Take F.W. Murnau’s 1922 silent classic Nosferatu, the first (unofficial) adaptation of Bram Stoker’s Dracula, which includes a cutaway to a howling werewolf in the Carpathians. (Okay, so maybe it’s a hyena. Beggars can’t be choosers.) There’s also talk of Bela Lugosi’s Count turning into a wolf in Tod Browning’s Dracula from 1931, but that’s all it is: talk. Thankfully, by the time Francis Ford Coppola tackled his version in 1992, makeup effects had progressed to the point where Gary Oldman’s Count was able to physically appear as a seductive wolf man. (Pity it’s just for the one scene, but what a scene.) And speaking of vampires that have the ability to take the form of wolves, who can forget Evil Ed’s “Howl Mary” pass at living up to his nickname at the end of 1984’s Fright Night? The way he’s dispatched so soon after being seduced by the dark side, though, it almost makes you feel sorry for the guy.
On the other paw, anyone tuning in to Rowan & Martin’s 1969 werewolf-themed comedy The Maltese Bippy hoping for a lot of hair-raising action will only end up feeling sorry for themselves since its werewolfery is confined to a single dream sequence where Dick Martin becomes a wolf man and is chased by an angry mob.
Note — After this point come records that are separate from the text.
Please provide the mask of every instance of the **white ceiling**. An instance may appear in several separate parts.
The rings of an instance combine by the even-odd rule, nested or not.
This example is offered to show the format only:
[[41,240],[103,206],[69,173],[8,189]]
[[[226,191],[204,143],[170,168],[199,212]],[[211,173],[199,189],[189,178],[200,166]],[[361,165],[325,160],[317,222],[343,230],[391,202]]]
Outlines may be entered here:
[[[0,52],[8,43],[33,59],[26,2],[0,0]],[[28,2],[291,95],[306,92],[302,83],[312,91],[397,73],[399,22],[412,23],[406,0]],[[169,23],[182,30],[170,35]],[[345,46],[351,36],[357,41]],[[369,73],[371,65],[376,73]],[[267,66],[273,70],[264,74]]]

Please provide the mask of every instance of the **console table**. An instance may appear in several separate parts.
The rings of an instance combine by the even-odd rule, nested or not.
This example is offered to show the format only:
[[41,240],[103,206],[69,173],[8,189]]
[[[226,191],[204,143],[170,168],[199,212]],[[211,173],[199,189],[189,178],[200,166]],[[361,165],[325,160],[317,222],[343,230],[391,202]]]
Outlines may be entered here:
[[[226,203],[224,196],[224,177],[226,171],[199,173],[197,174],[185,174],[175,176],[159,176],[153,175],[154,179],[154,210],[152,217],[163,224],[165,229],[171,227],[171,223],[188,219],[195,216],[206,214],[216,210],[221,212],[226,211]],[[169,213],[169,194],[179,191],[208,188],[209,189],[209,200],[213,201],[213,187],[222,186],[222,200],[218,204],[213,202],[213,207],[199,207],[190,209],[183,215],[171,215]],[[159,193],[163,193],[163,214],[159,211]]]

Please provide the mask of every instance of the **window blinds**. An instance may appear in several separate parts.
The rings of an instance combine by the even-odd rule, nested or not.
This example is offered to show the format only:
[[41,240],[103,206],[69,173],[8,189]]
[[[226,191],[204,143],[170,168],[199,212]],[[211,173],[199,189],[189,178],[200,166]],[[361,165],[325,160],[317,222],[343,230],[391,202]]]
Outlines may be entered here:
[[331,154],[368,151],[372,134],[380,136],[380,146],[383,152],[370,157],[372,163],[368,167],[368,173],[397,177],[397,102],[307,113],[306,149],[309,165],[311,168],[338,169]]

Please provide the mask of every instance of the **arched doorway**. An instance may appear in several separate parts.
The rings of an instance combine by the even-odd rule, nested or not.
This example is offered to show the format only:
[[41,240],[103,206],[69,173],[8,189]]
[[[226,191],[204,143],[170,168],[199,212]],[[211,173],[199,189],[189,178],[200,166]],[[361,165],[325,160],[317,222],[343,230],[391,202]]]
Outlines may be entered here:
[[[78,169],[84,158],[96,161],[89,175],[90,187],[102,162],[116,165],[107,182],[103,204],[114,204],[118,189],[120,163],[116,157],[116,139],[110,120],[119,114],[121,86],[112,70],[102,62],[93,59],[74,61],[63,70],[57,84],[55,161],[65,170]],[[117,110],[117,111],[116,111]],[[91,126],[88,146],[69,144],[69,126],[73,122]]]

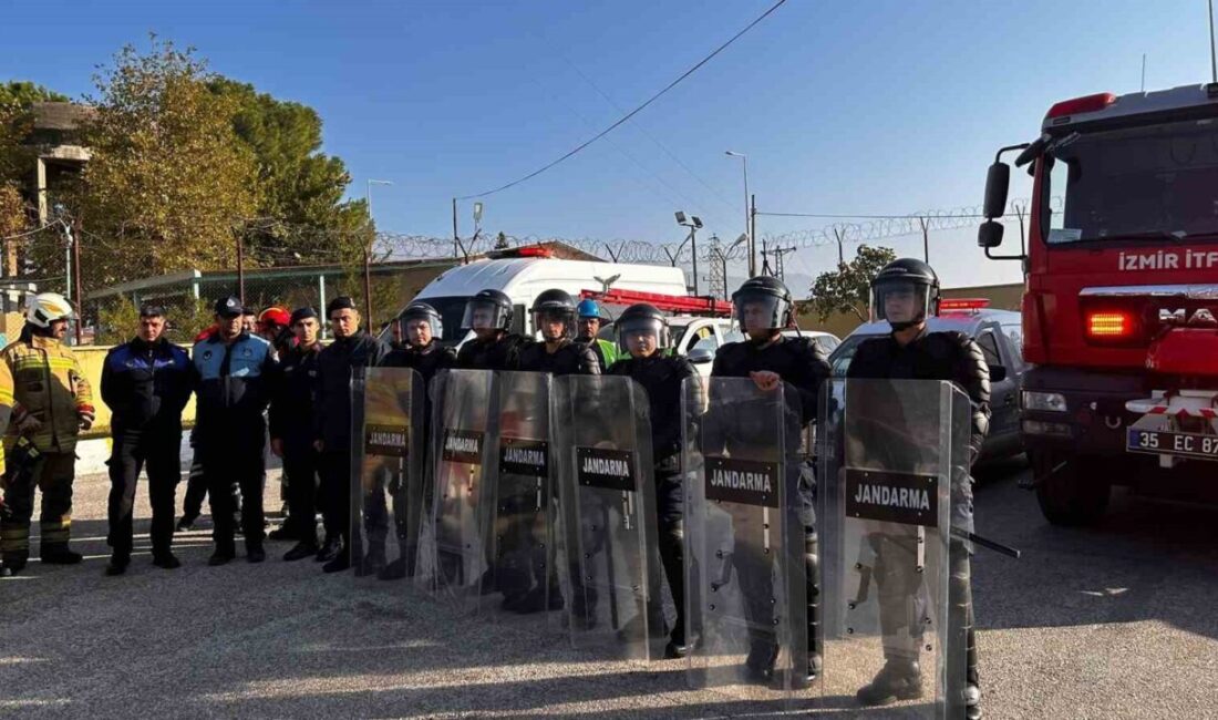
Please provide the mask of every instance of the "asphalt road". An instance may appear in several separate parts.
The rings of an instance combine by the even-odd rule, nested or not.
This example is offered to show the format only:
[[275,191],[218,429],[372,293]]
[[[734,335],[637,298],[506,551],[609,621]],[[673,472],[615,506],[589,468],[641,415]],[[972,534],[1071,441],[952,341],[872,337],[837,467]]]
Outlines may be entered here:
[[[1022,473],[985,473],[977,492],[978,531],[1024,552],[974,560],[985,716],[1218,718],[1218,509],[1121,496],[1099,528],[1057,529],[1016,487]],[[166,571],[150,564],[145,536],[128,574],[105,577],[106,490],[99,476],[77,484],[82,566],[33,563],[0,580],[2,716],[786,710],[689,691],[680,662],[604,662],[529,619],[485,623],[400,584],[283,563],[285,543],[262,565],[208,568],[200,530],[179,536],[185,564]],[[274,484],[267,496],[278,507]],[[141,487],[136,532],[146,502]]]

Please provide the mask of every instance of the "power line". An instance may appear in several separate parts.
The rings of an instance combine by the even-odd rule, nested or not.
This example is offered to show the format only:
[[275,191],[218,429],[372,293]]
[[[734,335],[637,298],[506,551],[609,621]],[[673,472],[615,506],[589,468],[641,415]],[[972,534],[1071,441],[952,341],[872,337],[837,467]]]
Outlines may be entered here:
[[505,185],[499,185],[498,188],[496,188],[493,190],[486,190],[486,191],[482,191],[482,192],[475,192],[473,195],[464,195],[464,196],[458,197],[457,200],[473,200],[475,197],[486,197],[487,195],[495,195],[496,192],[501,192],[503,190],[507,190],[508,188],[514,188],[514,186],[519,185],[520,183],[531,180],[531,179],[536,178],[537,175],[542,174],[543,172],[548,171],[549,168],[552,168],[552,167],[557,166],[558,163],[563,162],[564,160],[568,160],[569,157],[571,157],[575,154],[580,152],[581,150],[583,150],[588,145],[592,145],[593,143],[596,143],[600,138],[604,138],[609,133],[614,132],[622,123],[625,123],[630,118],[632,118],[636,115],[638,115],[639,112],[642,112],[648,105],[650,105],[650,104],[655,102],[657,100],[659,100],[660,97],[663,97],[669,90],[671,90],[672,88],[676,88],[678,84],[681,84],[682,80],[685,80],[686,78],[688,78],[689,76],[692,76],[702,66],[704,66],[708,62],[710,62],[711,58],[714,58],[716,55],[719,55],[720,52],[722,52],[723,50],[726,50],[728,45],[731,45],[732,43],[734,43],[736,40],[738,40],[741,38],[741,35],[743,35],[744,33],[752,30],[758,23],[760,23],[766,17],[769,17],[775,10],[778,10],[780,7],[782,7],[786,2],[787,2],[787,0],[778,0],[777,2],[775,2],[770,7],[770,10],[766,10],[765,12],[762,12],[760,17],[758,17],[756,19],[754,19],[753,22],[750,22],[748,26],[745,26],[743,30],[741,30],[741,32],[736,33],[734,35],[732,35],[732,38],[730,40],[727,40],[726,43],[723,43],[722,45],[720,45],[719,48],[716,48],[706,57],[703,57],[700,61],[698,61],[697,65],[694,65],[693,67],[691,67],[689,69],[687,69],[677,79],[675,79],[671,83],[669,83],[663,90],[660,90],[655,95],[652,95],[646,102],[643,102],[642,105],[639,105],[635,110],[627,112],[625,116],[622,116],[621,118],[619,118],[618,122],[615,122],[614,124],[609,125],[604,130],[600,130],[599,133],[597,133],[596,135],[593,135],[588,140],[585,140],[583,143],[581,143],[580,145],[577,145],[574,150],[569,151],[566,155],[563,155],[558,160],[554,160],[554,161],[549,162],[548,164],[542,166],[541,168],[538,168],[538,169],[529,173],[527,175],[525,175],[523,178],[518,178],[515,180],[512,180],[510,183],[507,183]]

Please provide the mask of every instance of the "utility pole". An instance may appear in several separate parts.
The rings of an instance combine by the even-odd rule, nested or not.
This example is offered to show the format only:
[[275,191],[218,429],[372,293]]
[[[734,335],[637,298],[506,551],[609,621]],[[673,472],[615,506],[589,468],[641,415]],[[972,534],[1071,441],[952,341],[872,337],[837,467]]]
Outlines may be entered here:
[[84,341],[84,291],[80,283],[80,219],[72,221],[76,231],[72,233],[72,264],[76,267],[76,301],[77,301],[77,346]]

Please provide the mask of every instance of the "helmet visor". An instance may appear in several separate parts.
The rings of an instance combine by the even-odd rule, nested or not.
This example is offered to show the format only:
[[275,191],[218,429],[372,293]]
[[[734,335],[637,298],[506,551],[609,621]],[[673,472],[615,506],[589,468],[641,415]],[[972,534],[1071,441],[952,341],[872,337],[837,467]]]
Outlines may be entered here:
[[431,314],[403,316],[397,319],[397,336],[402,345],[423,347],[445,336],[443,323]]
[[732,305],[741,331],[745,335],[784,328],[790,311],[789,302],[767,292],[737,294]]
[[672,345],[669,328],[657,318],[618,320],[618,347],[636,357],[646,357]]
[[463,330],[507,330],[508,308],[490,300],[470,300],[462,318]]
[[924,283],[877,283],[871,289],[871,317],[894,328],[921,323],[931,314],[931,286]]
[[575,313],[571,308],[541,308],[533,311],[533,329],[543,340],[575,337]]

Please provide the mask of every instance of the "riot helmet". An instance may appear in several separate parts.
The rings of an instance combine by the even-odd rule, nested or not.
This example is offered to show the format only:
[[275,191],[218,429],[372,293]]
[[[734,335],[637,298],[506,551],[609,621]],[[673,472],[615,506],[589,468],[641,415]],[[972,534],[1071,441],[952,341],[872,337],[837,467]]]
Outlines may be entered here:
[[752,339],[790,326],[795,303],[790,291],[778,278],[758,275],[750,278],[732,294],[732,309],[736,312],[741,333]]
[[[542,340],[557,342],[575,337],[575,300],[565,290],[546,290],[533,300],[529,311],[532,313],[533,329],[541,331]],[[552,336],[551,323],[563,323],[560,335]]]
[[443,320],[426,302],[412,302],[397,316],[397,334],[403,346],[424,347],[445,334]]
[[871,281],[871,319],[905,330],[939,312],[939,277],[927,263],[903,257]]
[[618,346],[631,356],[647,357],[672,346],[669,320],[653,305],[639,302],[627,307],[618,316],[615,326]]
[[481,290],[465,303],[463,330],[503,330],[512,326],[512,298],[499,290]]

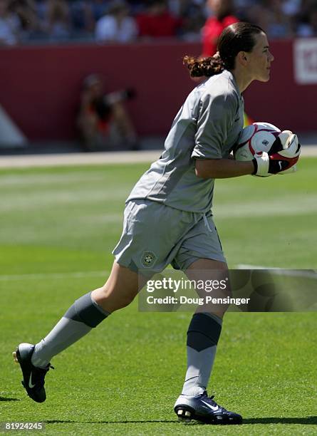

That’s about as satisfying as Jesús Franco’s 1972 film Dracula, Prisoner of Frankenstein, in which a shaggy-looking wolf man appears out of nowhere to do battle with the monster and then is never seen or heard from again.
Much better is 1988’s Waxwork, in which one of the dopey teens who gets lured into David Warner’s macabre wax museum is thrust into a scenario where a werewolf (played by John Rhys-Davies in human form) puts the bite on him. Even if the wolf’s screen time is limited, it’s all quality time since director Anthony Hickox didn’t skimp on the effects budget. And our hairy pal is also part of the monster free-for-all at the film’s climax, with blood and gore aplenty and tongue planted firmly in cheek.
In the past decade, werewolves have popped up in supporting roles in everything from the Harry Potter series to Terry Gilliam’s not-altogether-successful The Brothers Grimm, and from the animated comedy Hotel Transylvania (and its forthcoming sequel) to the YA adaptation The Mortal Instruments: City of Bones (in which they’re even name-checked in the trailer, although that wasn’t enough to get me to see the damned thing). And since 2012’s Dark Shadows was based on a ’70s soap that featured a recurring werewolf character, it’s only natural that Tim Burton (who had previously squeezed a lycanthrope into 2003’s Big Fish) would include one in his film, although the out-of-nowhere revelation that Barnabas isn’t the only monster in the Collins family does come off as rather perfunctory. (“I’m a werewolf, okay?” they say. “Let’s not make a big deal out of it,” and the film proceeds not to.)
Of course, as far as films of recent vintage are concerned, the gold standard for werewolf cameos remains 2012’s The Cabin in the Woods. Enough said.